Additionally, your website’s domain authority can decrease, even if you don't lose any backlinks, when a high-authority website, like Facebook, receives an influx of backlinks.

Since Moz can’t give the highest-authority websites a domain authority score over 100, they keep their score at 100 while lowering other sites’ domain authority. In other words, your website’s domain authority is relative to the domain authority of the highest authority website.

To measure your domain authority, you can use MozBar, a free Chrome extension. The tool can also gauge your website’s probability to rank for certain queries and keywords. Authority scores are a good measure of other domain’s backlink value, too.

1. Audit your link profile.

Google prefers link profiles -- a list of all your website's backlinks -- to consist of links from a high variety of sites and high-authority sites. The search engine considers this a marker of an authoritative and trustworthy site.

Free SEO tools like SEMrush Backlink Checker and Moz’s Link Explorer can all help you measure your link profile’s health. And Google’s Disavow Tool can help you strengthen your link profile by nixing any poor or undesirable links from your website.

2. Create compelling content.

Part of Google’s search algorithm ranks your content based off engagement metrics, like total traffic, organic traffic, direct traffic through Chrome, time on site, bounce rate, SERP CTR, brand mentions on authoritative sites, and return visits.

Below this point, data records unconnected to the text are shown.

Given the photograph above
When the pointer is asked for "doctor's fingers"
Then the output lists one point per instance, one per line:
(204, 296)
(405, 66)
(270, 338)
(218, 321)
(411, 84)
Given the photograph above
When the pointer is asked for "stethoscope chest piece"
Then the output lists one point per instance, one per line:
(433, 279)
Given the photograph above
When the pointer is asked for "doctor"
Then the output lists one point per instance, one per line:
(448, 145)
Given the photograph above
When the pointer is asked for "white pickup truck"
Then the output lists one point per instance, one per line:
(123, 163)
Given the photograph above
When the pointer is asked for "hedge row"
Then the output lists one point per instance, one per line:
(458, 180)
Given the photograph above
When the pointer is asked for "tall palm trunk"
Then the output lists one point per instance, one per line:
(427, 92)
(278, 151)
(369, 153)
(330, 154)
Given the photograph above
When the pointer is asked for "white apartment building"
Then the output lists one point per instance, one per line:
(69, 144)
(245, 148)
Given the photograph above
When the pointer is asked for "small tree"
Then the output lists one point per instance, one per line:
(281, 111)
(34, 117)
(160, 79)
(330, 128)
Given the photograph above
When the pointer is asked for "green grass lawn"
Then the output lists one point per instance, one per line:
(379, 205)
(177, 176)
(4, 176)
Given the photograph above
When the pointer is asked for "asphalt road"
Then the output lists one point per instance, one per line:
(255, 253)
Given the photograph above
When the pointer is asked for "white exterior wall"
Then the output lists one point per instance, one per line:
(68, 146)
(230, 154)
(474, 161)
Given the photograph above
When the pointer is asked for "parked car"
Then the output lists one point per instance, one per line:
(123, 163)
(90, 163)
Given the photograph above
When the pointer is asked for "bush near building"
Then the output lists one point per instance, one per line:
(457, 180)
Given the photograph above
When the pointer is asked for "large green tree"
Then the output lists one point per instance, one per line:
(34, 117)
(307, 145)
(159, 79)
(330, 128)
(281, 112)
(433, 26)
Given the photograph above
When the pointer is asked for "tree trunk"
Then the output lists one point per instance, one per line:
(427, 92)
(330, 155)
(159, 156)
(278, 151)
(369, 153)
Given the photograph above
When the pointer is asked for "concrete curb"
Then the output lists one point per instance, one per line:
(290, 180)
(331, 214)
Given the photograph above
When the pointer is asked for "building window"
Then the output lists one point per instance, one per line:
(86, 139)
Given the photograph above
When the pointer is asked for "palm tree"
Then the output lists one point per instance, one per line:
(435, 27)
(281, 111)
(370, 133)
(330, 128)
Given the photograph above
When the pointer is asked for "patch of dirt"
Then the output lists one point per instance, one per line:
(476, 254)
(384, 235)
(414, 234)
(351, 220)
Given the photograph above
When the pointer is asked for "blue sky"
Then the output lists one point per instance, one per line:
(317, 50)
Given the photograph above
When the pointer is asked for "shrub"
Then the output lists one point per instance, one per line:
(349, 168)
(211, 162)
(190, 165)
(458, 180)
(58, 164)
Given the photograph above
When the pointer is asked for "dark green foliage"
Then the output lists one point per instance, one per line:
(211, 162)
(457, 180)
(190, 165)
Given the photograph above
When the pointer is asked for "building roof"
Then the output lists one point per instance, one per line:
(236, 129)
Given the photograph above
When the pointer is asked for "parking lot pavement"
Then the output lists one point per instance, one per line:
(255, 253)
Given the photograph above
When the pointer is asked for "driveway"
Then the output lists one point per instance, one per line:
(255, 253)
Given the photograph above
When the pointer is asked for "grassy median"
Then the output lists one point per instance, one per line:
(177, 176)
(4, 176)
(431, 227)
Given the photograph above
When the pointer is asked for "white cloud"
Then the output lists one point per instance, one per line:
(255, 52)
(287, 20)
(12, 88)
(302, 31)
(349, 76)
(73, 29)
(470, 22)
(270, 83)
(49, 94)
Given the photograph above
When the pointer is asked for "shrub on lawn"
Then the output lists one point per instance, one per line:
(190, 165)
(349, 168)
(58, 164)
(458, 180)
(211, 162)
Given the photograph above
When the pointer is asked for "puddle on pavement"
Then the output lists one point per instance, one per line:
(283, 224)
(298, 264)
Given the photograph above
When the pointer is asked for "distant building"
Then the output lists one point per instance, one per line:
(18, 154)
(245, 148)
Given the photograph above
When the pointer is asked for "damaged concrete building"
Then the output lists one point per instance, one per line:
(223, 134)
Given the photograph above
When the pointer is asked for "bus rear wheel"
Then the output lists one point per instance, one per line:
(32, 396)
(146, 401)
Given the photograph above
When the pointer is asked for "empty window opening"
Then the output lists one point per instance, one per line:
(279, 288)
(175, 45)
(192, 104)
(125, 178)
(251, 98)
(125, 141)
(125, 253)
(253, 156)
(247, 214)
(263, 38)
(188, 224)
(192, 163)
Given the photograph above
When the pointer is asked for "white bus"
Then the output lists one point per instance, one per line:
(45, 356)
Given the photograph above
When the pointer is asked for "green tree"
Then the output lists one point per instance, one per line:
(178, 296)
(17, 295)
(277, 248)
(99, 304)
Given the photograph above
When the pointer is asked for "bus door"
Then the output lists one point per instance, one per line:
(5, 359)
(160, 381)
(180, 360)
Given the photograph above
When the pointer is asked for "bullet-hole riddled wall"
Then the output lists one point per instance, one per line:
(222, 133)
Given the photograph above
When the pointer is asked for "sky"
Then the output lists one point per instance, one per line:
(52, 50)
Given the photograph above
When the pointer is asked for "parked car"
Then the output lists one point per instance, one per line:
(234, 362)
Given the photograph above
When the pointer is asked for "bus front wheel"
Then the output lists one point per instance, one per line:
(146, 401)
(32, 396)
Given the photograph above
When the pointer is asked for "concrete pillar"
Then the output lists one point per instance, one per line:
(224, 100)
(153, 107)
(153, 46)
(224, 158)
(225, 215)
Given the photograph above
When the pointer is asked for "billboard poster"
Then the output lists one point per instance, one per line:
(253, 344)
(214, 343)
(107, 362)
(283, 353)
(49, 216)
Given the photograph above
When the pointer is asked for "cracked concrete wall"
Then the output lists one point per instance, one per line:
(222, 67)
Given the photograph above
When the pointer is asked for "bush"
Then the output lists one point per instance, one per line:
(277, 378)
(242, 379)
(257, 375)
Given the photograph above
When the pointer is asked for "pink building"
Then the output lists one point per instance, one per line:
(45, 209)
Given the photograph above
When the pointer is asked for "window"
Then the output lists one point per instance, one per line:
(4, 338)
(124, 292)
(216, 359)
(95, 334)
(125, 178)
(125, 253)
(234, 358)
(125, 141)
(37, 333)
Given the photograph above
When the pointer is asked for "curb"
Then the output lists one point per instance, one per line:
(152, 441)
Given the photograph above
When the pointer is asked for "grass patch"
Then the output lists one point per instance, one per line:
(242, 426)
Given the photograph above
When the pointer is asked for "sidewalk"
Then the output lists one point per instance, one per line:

To boost your website’s engagement, and, in turn, domain authority, there's really only way to do it -- you must attract and engage a loyal audience with high-quality content. Compelling content will also attract the most organic backlinks from other websites in your industry.

3. Earn high-quality links.

Earning high-quality inbound links from websites and pages with high authority scores is crucial for boosting your domain authority. To earn these backlinks, try using Backlinko’s skyscraper method.

The skyscraper method is an SEO practice where you find content that ranks well for keywords you’d like to rank for -- if a competitor’s content ranks number one, then they'll have a ton of backlinks. Then, you create content that’s better than the top ranking posts and use SEO tools to find all the sites that have linked to your competitor’s content. Finally, you ask the most relevant sites to replace your competitor’s link with a link to your improved content.

In 2016, Backlinko asked 160 websites to link to their post about Google’s 200 Ranking Factors and they earned 17 inbound links, which is a 11% success rate. Even though 17 backlinks doesn’t seem like much, a lot of those referring websites had high domain authority scores, so the post’s organic traffic increased by 110% in only two weeks

Another way you can earn high-quality links is by asking other websites that have a higher domain or page authority score to link to your top content. Just make sure your content is relevant to the referring website’s content.

Playing the Long Game

Ultimately, you can’t directly control your website’s domain authority in the short-term. But if you constantly monitor your link profile's health, create compelling content, and earn high-quality links, your domain authority will gradually improve, boosting your Google rankings and organic traffic in the long-term.